Sydney Morning Herald

Tuesday October 8, 2002

Daniel Lewis

Charlie Perkins represented Australia at soccer, but also loved his rugby league. His daughter, Rachel, 32, accompanied him to countless annual knockout competitions, which are now the biggest events on the Aboriginal calender in NSW.

Yesterday she was at Redfern Oval where the first knockout was held in 1971 to see the presentation of the inaugural Charles Perkins Memorial Shield to this year's winning side.

Ms Perkins said her activist father, who died in 2000, ``would be really chuffed" by the honour.

``He loved the opportunity [the knockout gave] to get to be with blackfellas from all around the state," she said. ``It was a big part of his life.

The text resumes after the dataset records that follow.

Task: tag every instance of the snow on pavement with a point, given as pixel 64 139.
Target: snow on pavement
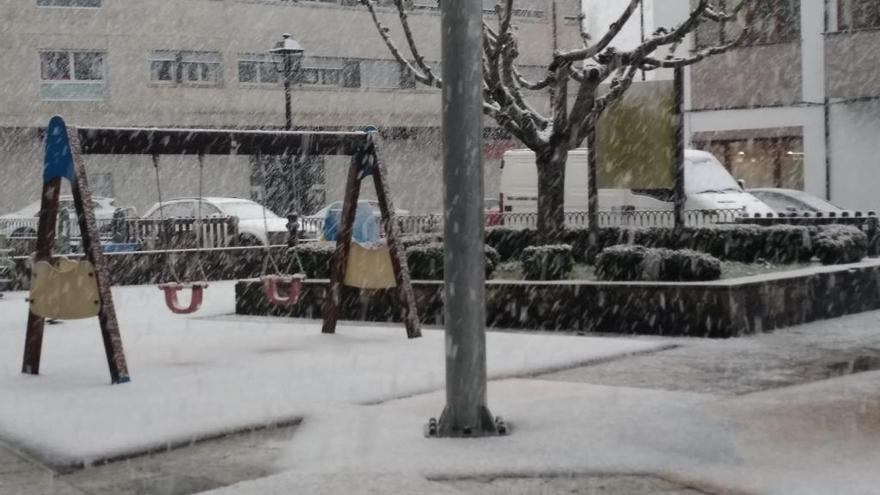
pixel 197 376
pixel 739 445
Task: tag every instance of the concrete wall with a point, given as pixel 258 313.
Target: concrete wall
pixel 853 62
pixel 128 30
pixel 855 154
pixel 755 76
pixel 768 121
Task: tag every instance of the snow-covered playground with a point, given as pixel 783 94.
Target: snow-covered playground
pixel 363 395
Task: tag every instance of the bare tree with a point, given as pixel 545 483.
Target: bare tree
pixel 580 71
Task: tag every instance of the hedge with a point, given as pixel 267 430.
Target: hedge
pixel 547 262
pixel 744 243
pixel 425 261
pixel 840 244
pixel 315 258
pixel 629 263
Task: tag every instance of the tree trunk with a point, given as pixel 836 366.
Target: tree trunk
pixel 551 195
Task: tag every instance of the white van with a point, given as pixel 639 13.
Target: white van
pixel 708 186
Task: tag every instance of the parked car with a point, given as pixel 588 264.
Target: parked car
pixel 793 201
pixel 252 229
pixel 312 225
pixel 492 209
pixel 23 223
pixel 708 186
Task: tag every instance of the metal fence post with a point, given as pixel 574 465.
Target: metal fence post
pixel 466 413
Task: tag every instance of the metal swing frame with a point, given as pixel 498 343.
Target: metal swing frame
pixel 361 146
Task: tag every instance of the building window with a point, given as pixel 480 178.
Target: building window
pixel 257 69
pixel 71 75
pixel 771 21
pixel 186 68
pixel 313 71
pixel 69 3
pixel 858 14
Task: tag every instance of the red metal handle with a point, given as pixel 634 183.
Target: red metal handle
pixel 173 303
pixel 270 290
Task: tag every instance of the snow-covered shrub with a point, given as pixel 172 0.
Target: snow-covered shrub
pixel 315 258
pixel 628 263
pixel 552 262
pixel 621 263
pixel 839 244
pixel 418 239
pixel 425 261
pixel 510 242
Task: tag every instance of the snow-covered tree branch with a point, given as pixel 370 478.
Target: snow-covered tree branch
pixel 574 80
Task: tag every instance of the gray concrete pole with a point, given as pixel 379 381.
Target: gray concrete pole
pixel 466 412
pixel 678 110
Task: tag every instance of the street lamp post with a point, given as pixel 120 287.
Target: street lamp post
pixel 287 55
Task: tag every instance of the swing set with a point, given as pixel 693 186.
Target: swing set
pixel 66 289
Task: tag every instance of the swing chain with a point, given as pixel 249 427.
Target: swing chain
pixel 170 257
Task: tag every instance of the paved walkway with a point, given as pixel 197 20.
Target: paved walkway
pixel 723 368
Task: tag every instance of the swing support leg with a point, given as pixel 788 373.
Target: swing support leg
pixel 33 342
pixel 343 242
pixel 92 248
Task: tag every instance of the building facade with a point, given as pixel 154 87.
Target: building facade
pixel 798 104
pixel 205 63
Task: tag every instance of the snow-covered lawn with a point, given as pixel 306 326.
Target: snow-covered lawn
pixel 198 376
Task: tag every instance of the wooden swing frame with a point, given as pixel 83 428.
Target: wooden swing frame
pixel 360 146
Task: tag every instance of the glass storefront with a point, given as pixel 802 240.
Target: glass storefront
pixel 761 162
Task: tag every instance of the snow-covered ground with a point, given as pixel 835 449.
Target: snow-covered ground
pixel 365 393
pixel 816 439
pixel 198 376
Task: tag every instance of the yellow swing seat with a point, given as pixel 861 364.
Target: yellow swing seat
pixel 369 267
pixel 66 291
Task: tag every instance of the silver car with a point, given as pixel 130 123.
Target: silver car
pixel 793 201
pixel 252 228
pixel 23 223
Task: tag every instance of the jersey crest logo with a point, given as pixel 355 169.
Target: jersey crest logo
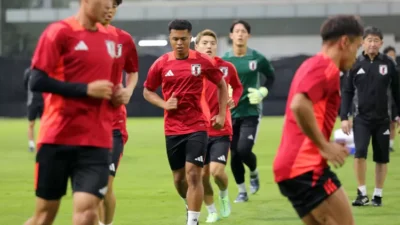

We would do laps of the oval talking to everyone."

Mr Perkins barracked for the Redfern All Blacks, and the Boomerangs in Moree, where his famous Freedom Ride took him in 1965. Despite a rival knockout in Moree that also ran over the weekend, 48 teams entered the Sydney event over the weekend at Erskineville Oval and Redfern.

Sponsored by the Aboriginal and Torres Strait Islander Commission, it boasted prize money of $120,000. Its spokeswoman, Phillipa McDermott, daughter of rugby international Lloyd, said the knockout was as much about catching up with friends and family as footy. ``They do a lot of cultural business as well," she said.

In the men's final, Muli Muli Coraki United, from the Northern Rivers, boasted Dally M medalist Preston Campbell, but were thrashed by a La Perouse Panthers side that had rugby international Andrew Walker.

The day's greatest spectacle was La Perouse battling Armidale's Narwan Eels in the women's final. There were big players and big hits in a ferociously wilful game. Narwan won and the club song rang around the ground.